Later merge attributes can build on former merge attributes (in left-to-right order), e.g.

arangoimport \
  --merge-attributes ids=[id1]-[id2] \
  --merge-attributes nameAndIds=[name]-[ids] \
  ...

Note that when the --translate option is also used, the referred-to attribute names for --merge-attributes must be the ones before translation, e.g.

arangoimport --translate _key=id --merge-attributes idAndName=[id]:[lastName]

--merge-attributes is currently supported for CSV/TSV input files only.

Importing TSV Data

You may also import tab-separated values (TSV) from a file. This format is very simple: every line in the file represents a data record. There is no quoting or escaping.
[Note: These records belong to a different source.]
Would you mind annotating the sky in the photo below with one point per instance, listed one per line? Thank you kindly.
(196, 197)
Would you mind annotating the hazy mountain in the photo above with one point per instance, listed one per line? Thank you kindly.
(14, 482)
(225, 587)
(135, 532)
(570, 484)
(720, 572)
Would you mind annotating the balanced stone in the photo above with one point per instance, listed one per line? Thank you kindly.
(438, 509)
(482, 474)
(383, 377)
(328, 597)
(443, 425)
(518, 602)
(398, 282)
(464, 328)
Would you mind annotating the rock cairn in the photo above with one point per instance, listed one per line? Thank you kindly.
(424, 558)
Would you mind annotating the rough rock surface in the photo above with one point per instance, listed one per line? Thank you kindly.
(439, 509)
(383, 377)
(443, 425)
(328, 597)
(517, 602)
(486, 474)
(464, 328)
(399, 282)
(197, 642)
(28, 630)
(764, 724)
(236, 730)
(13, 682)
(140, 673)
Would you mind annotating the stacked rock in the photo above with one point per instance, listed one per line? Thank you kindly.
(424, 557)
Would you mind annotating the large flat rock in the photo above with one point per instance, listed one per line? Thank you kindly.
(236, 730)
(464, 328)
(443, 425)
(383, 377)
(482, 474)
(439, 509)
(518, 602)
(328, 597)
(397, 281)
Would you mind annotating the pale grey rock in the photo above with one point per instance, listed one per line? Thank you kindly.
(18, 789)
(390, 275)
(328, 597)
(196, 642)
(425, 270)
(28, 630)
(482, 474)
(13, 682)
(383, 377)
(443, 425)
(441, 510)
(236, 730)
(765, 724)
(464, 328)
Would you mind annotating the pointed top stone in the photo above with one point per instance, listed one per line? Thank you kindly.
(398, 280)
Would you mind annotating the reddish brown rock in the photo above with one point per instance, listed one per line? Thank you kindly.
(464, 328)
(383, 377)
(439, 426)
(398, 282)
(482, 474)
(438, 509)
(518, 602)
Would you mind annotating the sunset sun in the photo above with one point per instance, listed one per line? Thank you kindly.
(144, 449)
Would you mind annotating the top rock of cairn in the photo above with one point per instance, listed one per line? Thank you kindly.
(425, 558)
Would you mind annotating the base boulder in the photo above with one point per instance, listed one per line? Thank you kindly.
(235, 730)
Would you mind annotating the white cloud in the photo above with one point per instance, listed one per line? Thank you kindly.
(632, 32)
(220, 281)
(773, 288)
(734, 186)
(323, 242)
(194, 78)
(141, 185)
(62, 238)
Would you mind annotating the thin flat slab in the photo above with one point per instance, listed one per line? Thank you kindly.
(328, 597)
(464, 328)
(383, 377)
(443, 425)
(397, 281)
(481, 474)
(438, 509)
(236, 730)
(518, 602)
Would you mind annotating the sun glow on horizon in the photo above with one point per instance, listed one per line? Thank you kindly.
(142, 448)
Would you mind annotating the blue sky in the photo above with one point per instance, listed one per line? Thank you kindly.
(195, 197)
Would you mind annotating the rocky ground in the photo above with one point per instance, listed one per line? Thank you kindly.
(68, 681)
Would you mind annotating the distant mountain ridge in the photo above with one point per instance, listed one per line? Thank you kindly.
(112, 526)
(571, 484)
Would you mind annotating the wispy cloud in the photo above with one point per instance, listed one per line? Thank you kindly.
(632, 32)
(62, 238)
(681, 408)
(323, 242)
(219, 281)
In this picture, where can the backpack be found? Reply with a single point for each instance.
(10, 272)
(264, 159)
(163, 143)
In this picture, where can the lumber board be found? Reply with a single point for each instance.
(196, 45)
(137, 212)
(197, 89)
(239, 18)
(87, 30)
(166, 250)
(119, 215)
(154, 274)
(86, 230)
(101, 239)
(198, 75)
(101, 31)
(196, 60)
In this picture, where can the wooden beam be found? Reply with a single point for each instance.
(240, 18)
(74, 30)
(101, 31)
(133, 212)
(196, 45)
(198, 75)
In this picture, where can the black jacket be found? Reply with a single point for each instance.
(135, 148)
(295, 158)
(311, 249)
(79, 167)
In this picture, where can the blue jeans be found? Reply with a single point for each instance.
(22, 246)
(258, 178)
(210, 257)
That also means that the separator character (which defaults to the tabstop symbol) must not be used anywhere in the actual data.

As with CSV, the first line in the TSV file must contain the attribute names, and all lines must have an identical number of values.

If a different separator character or string should be used, it can be specified with the --separator argument.

An example command line to execute the TSV import is:

arangoimport --file "data.tsv" --type tsv --collection "users"

Reading compressed input files

arangoimport can transparently process gzip-compressed input files if they have a “.gz” file extension, e.g.

arangoimport --file data.csv.gz --type csv --collection "users"

For other input formats it is possible to decompress the input file using another program and piping its output into arangoimport, e.g.

bzcat users.csv.bz2 | arangoimport --file "-" --type csv --collection "users"

This example requires that a bzcat utility for decompressing bzip2-compressed files is available, and that the shell supports pipes.

Reading headers from a separate file

For the CSV and TSV input formats it is sometimes required to read raw data files that do not contain a first line with all attributes names.

For these cases, arangoimport supports a --headers-file option to specify a separate input file just for the header line with all the attribute names. The contents of this file are interpreted as CSV/TSV line with attribute names, and the contents of the regular input file (--file) are interpreted as the data to import, without any attribute names.

The --headers-option can be used as follows:

arangoimport --file "data.csv" --type csv --headers-file "headers.csv"

If the option is used, it is necessary that the file specified via --headers-file contains one line with the attribute names in CSV/TSV format (taking into account --backslash-escape, --quote and --separator).